The White House said that starting just after midnight that goods from more than 60 countries and the European Union would face tariff rates of 10 percent or higher.
Products from the European Union, Japan and South Korea will be taxed at 15 percent, while imports from Taiwan, Vietnam and Bangladesh will be taxed at 20 percent.
For places such as the EU, Japan and South Korea, Trump also expects them to invest hundreds of billions of dollars in the US.
“I think the growth is going to be unprecedented,” Trump said Wednesday afternoon.
He added that the US was “taking in hundreds of billions of dollars in tariffs,” but he couldn’t provide a specific figure for revenues because “we don’t even know what the final number is” regarding tariff rates.
Despite the uncertainty, the Trump White House is confident that the onset of his broad tariffs will provide clarity about the path of the world’s largest economy.
Now that companies understand the direction the US is headed, the administration believes they can ramp up new investments and jump-start hiring in ways that can rebalance the US economy as a manufacturing power.
But so far, there are signs of self-inflicted wounds to America as companies and consumers alike brace for the impact of new taxes.

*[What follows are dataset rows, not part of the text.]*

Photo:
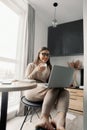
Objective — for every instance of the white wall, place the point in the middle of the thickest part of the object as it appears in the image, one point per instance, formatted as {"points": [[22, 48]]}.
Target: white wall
{"points": [[40, 34], [85, 62], [62, 60]]}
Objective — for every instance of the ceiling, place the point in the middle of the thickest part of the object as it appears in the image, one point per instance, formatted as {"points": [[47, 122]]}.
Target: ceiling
{"points": [[66, 11]]}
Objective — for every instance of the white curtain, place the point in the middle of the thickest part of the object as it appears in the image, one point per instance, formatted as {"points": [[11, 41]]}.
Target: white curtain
{"points": [[28, 46]]}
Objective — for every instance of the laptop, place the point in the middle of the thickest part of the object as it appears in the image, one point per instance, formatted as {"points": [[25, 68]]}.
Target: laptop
{"points": [[60, 77]]}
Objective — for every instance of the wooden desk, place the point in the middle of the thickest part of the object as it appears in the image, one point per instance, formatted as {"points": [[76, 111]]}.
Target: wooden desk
{"points": [[5, 88], [76, 99]]}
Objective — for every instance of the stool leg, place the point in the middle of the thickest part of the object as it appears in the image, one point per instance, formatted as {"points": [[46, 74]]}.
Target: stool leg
{"points": [[25, 119]]}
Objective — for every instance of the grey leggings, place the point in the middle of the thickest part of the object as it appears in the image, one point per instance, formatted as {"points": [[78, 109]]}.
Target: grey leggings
{"points": [[58, 96]]}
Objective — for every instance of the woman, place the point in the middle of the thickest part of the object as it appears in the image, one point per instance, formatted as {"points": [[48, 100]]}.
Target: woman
{"points": [[40, 71]]}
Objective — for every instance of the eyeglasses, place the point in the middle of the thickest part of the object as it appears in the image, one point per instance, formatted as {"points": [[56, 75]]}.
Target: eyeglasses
{"points": [[45, 54]]}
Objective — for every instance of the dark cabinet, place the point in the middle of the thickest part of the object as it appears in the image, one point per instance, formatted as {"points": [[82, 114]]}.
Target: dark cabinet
{"points": [[66, 39]]}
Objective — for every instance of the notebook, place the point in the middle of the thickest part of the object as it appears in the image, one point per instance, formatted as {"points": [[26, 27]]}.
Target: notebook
{"points": [[60, 77]]}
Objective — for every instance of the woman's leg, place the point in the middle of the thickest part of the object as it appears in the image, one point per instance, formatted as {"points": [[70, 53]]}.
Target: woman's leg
{"points": [[62, 108], [48, 102]]}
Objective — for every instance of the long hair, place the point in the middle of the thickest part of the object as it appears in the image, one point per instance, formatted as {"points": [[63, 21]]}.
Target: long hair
{"points": [[38, 58]]}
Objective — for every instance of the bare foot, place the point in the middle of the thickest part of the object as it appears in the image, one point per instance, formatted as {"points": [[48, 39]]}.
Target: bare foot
{"points": [[44, 123]]}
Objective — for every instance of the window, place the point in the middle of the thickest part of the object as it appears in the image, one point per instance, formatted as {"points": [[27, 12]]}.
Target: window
{"points": [[9, 26]]}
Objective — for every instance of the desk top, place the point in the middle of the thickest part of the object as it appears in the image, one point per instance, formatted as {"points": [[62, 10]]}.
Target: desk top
{"points": [[16, 86]]}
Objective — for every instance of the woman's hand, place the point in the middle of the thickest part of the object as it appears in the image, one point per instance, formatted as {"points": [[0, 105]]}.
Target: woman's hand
{"points": [[42, 66]]}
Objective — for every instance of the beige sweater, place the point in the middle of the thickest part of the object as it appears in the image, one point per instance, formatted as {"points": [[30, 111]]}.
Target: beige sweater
{"points": [[39, 92]]}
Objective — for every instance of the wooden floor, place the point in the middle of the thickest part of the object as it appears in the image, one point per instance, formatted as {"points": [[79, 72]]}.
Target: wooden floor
{"points": [[74, 121]]}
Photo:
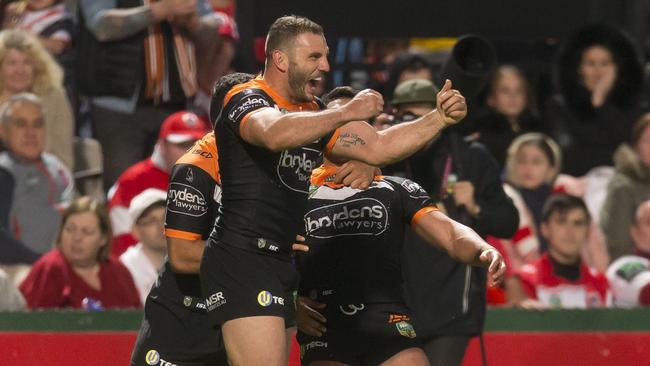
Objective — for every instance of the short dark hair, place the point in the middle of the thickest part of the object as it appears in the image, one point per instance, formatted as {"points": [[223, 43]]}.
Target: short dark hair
{"points": [[287, 28], [562, 203], [88, 204], [221, 88], [338, 93]]}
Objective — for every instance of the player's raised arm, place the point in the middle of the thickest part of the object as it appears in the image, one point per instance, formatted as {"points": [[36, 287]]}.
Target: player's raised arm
{"points": [[461, 243], [275, 131], [359, 141]]}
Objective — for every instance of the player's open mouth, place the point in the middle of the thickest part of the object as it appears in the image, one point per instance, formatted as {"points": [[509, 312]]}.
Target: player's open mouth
{"points": [[314, 82]]}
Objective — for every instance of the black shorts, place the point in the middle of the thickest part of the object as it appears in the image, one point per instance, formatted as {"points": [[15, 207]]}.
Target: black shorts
{"points": [[177, 331], [247, 284], [360, 334]]}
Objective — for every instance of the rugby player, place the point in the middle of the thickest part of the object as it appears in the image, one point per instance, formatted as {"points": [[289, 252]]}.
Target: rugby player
{"points": [[271, 134], [175, 327], [352, 272]]}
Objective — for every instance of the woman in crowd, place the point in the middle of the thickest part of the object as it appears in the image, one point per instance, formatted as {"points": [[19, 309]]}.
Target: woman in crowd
{"points": [[599, 76], [79, 273], [628, 188], [532, 165], [26, 66], [510, 112]]}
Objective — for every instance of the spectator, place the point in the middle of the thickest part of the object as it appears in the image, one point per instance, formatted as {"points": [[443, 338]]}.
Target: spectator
{"points": [[560, 279], [177, 134], [628, 188], [10, 298], [510, 112], [147, 211], [25, 66], [448, 303], [211, 67], [599, 78], [43, 185], [132, 89], [12, 252], [79, 273], [629, 276], [51, 23], [533, 163]]}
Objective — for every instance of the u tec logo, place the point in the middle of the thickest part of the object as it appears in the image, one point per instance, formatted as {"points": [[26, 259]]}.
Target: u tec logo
{"points": [[264, 298]]}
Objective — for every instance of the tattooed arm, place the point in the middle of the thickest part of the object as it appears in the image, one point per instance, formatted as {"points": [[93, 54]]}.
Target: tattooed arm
{"points": [[360, 141]]}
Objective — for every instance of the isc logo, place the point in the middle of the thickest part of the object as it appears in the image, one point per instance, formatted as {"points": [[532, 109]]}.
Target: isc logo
{"points": [[265, 299]]}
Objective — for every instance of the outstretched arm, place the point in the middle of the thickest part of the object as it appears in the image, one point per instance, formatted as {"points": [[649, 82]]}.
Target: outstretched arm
{"points": [[360, 141], [275, 131], [461, 243]]}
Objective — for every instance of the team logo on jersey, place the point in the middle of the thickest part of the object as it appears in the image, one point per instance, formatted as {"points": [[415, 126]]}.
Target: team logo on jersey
{"points": [[186, 200], [265, 299], [295, 166], [362, 216], [248, 103], [414, 189], [405, 329], [630, 270], [152, 357]]}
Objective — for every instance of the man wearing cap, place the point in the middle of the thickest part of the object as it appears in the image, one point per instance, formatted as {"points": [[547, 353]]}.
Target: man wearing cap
{"points": [[447, 298], [178, 133], [143, 260]]}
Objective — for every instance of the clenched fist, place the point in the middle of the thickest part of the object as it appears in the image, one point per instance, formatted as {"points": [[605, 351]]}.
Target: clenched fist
{"points": [[450, 104]]}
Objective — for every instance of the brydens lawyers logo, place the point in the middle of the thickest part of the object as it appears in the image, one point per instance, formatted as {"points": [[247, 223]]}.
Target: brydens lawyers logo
{"points": [[295, 166], [363, 216], [186, 200], [265, 299]]}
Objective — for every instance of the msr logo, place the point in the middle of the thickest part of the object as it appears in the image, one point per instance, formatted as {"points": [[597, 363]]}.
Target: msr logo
{"points": [[186, 200], [215, 300], [295, 166], [363, 216]]}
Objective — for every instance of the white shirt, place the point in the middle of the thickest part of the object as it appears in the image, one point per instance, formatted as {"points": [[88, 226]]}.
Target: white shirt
{"points": [[144, 272]]}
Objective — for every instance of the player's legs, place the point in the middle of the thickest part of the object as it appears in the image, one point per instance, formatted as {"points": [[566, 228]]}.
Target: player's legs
{"points": [[256, 340], [408, 357], [326, 363], [446, 350]]}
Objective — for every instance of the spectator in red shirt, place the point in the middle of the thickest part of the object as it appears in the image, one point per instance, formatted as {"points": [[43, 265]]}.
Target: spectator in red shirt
{"points": [[560, 279], [79, 273], [178, 133]]}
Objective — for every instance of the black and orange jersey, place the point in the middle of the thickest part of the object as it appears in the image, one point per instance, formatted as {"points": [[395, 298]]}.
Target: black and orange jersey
{"points": [[356, 237], [264, 192], [193, 196]]}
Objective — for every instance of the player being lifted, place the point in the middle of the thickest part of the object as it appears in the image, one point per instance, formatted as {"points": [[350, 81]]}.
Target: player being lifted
{"points": [[270, 135]]}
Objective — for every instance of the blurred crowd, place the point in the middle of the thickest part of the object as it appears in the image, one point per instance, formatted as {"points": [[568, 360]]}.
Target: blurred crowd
{"points": [[100, 98]]}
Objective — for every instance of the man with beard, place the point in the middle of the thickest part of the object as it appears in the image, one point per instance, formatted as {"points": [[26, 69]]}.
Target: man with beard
{"points": [[270, 135]]}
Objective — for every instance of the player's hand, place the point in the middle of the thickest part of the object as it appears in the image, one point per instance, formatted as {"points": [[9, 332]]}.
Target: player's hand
{"points": [[300, 245], [356, 174], [496, 266], [463, 193], [450, 104], [366, 104], [308, 319]]}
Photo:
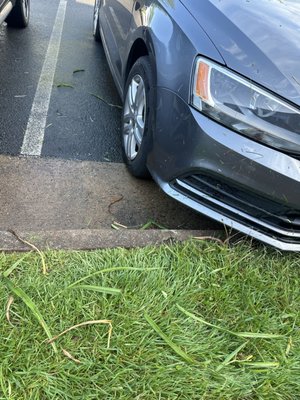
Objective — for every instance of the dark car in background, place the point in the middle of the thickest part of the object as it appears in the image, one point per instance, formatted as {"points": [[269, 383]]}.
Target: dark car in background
{"points": [[15, 12], [211, 94]]}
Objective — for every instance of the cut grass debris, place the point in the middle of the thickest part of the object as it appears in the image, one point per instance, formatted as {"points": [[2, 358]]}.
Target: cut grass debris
{"points": [[30, 304], [168, 341], [248, 335], [198, 320]]}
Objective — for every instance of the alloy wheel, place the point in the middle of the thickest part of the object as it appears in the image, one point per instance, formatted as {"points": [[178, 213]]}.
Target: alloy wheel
{"points": [[134, 117]]}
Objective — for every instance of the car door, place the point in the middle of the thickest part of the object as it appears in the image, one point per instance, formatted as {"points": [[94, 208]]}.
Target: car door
{"points": [[115, 19]]}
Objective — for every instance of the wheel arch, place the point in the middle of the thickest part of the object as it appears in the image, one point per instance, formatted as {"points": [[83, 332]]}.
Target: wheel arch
{"points": [[141, 47]]}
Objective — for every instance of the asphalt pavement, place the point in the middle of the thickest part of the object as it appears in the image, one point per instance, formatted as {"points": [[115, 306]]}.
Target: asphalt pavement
{"points": [[60, 148]]}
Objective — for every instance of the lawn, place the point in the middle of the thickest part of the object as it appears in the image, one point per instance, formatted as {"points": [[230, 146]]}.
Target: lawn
{"points": [[184, 321]]}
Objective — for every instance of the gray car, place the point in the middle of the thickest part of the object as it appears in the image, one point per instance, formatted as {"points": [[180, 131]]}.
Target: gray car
{"points": [[15, 12], [211, 94]]}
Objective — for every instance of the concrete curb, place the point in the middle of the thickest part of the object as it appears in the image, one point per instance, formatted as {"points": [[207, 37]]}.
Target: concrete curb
{"points": [[86, 239]]}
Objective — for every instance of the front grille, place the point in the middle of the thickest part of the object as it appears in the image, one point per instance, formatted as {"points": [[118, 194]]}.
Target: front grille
{"points": [[252, 210]]}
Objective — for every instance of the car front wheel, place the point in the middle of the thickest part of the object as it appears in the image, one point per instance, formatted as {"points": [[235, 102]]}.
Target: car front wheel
{"points": [[19, 16], [138, 117]]}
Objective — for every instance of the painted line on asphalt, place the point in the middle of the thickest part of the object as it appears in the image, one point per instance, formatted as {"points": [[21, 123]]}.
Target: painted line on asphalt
{"points": [[35, 131]]}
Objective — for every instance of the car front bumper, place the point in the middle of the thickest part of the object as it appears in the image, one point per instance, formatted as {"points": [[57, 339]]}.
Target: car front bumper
{"points": [[230, 178]]}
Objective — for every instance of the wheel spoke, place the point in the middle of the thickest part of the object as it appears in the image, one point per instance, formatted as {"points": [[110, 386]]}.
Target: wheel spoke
{"points": [[139, 130], [139, 98], [131, 143]]}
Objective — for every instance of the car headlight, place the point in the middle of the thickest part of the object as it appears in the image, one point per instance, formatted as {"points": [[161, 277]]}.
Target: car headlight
{"points": [[244, 107]]}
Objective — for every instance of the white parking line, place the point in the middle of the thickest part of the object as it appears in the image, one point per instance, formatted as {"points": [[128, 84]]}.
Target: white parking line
{"points": [[35, 131]]}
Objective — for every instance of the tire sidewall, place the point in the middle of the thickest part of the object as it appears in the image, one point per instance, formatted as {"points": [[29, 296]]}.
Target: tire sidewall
{"points": [[138, 166]]}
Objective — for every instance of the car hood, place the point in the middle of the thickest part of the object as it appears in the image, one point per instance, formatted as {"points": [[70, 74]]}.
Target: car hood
{"points": [[260, 39]]}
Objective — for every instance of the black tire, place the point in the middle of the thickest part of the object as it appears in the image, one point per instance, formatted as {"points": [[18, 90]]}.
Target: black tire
{"points": [[141, 73], [19, 15], [96, 24]]}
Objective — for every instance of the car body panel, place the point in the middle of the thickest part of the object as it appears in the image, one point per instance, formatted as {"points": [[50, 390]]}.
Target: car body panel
{"points": [[201, 163], [265, 50]]}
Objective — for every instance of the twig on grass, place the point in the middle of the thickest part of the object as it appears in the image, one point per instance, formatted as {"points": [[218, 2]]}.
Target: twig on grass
{"points": [[178, 350], [30, 304], [33, 247], [213, 238], [94, 322], [9, 303], [69, 355]]}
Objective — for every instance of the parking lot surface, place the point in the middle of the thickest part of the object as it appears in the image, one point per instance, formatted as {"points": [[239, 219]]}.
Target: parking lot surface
{"points": [[60, 164]]}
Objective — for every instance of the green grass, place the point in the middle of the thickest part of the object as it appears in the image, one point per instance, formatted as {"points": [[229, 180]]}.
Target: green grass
{"points": [[191, 321]]}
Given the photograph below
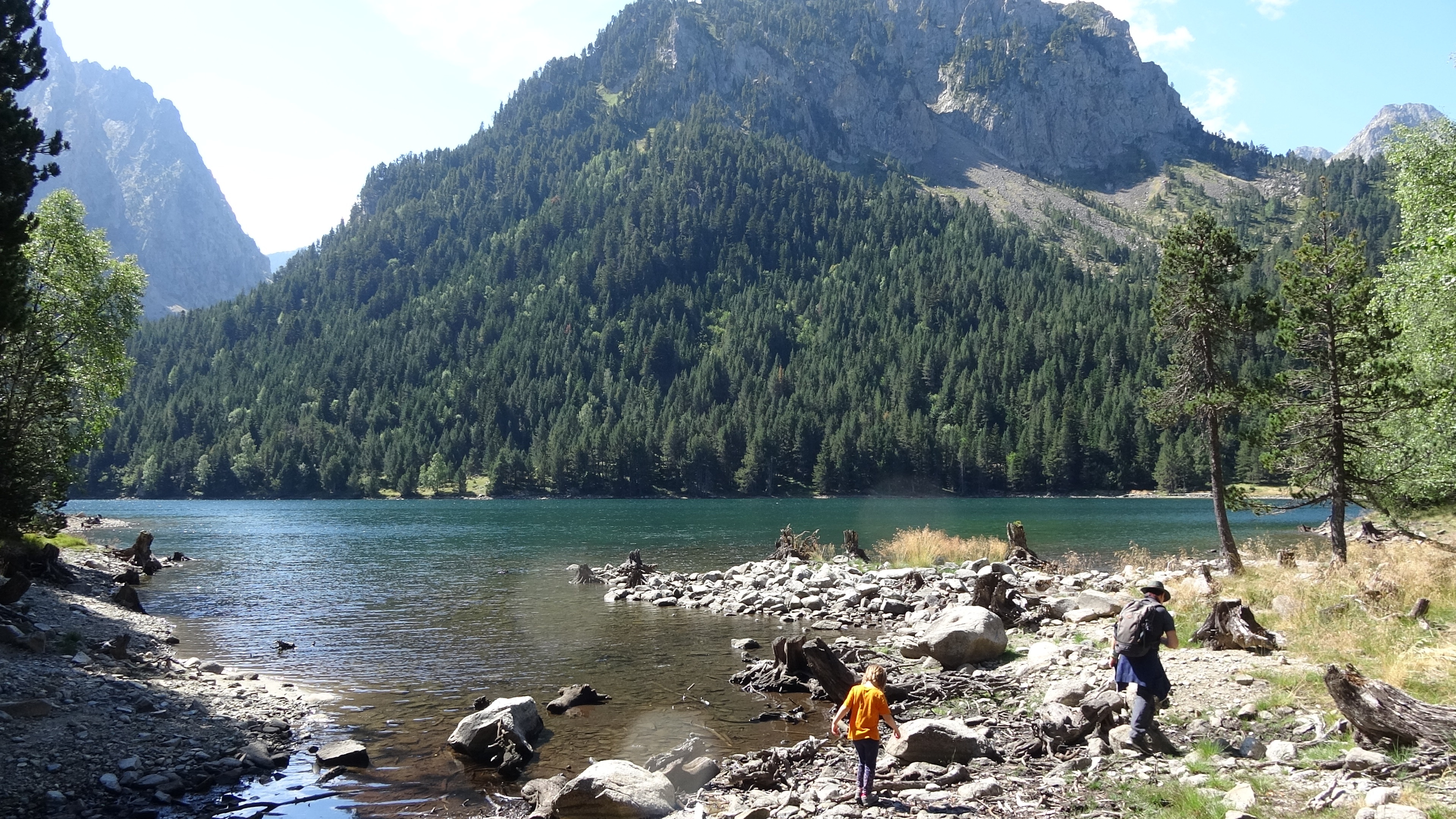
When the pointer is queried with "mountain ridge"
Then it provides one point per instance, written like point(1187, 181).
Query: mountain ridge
point(143, 181)
point(629, 285)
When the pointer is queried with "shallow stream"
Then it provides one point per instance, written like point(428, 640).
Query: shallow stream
point(411, 610)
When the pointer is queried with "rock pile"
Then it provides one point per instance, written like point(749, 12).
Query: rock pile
point(842, 594)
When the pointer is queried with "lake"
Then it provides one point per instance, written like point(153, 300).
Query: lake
point(411, 610)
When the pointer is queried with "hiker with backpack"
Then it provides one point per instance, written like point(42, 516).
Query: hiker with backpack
point(1142, 627)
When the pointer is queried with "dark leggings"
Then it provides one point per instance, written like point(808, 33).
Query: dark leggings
point(868, 751)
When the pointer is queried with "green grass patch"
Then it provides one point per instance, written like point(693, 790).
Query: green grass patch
point(1173, 800)
point(62, 541)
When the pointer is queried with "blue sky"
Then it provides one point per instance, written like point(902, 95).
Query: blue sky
point(292, 102)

What the data has shown is a US economy that changed in April with Trump’s initial rollout of tariffs, an event that led to market drama, a negotiating period and Trump’s ultimate decision to start his universal tariffs on Thursday.
After April, economic reports show that hiring began to stall, inflationary pressures crept upward and home values in key markets started to decline, said John Silvia, CEO of Dynamic Economic Strategy.
“A less productive economy requires fewer workers,” Silvia said in an analysis note. “But there is more, the higher tariff prices lower workers’ real wages. The economy has become less productive, and firms cannot pay the same real wages as before. Actions have consequences.”
Even then, the ultimate transformations of the tariffs are unknown and could play out over months, if not years.
Many economists say the risk is that the American economy is steadily eroded rather than collapsing instantly.
“We all want it to be made for television where it’s this explosion — it’s not like that,” said Brad Jensen, a professor at Georgetown University. “It’s going to be fine sand in the gears and slow things down.”
Trump has promoted the tariffs as a way to reduce the persistent trade deficit. But importers sought to avoid the taxes by importing more goods before the taxes went into effect.
As a result, the $582.7 billion trade imbalance for the first half of the year was 38 percent higher than in 2024.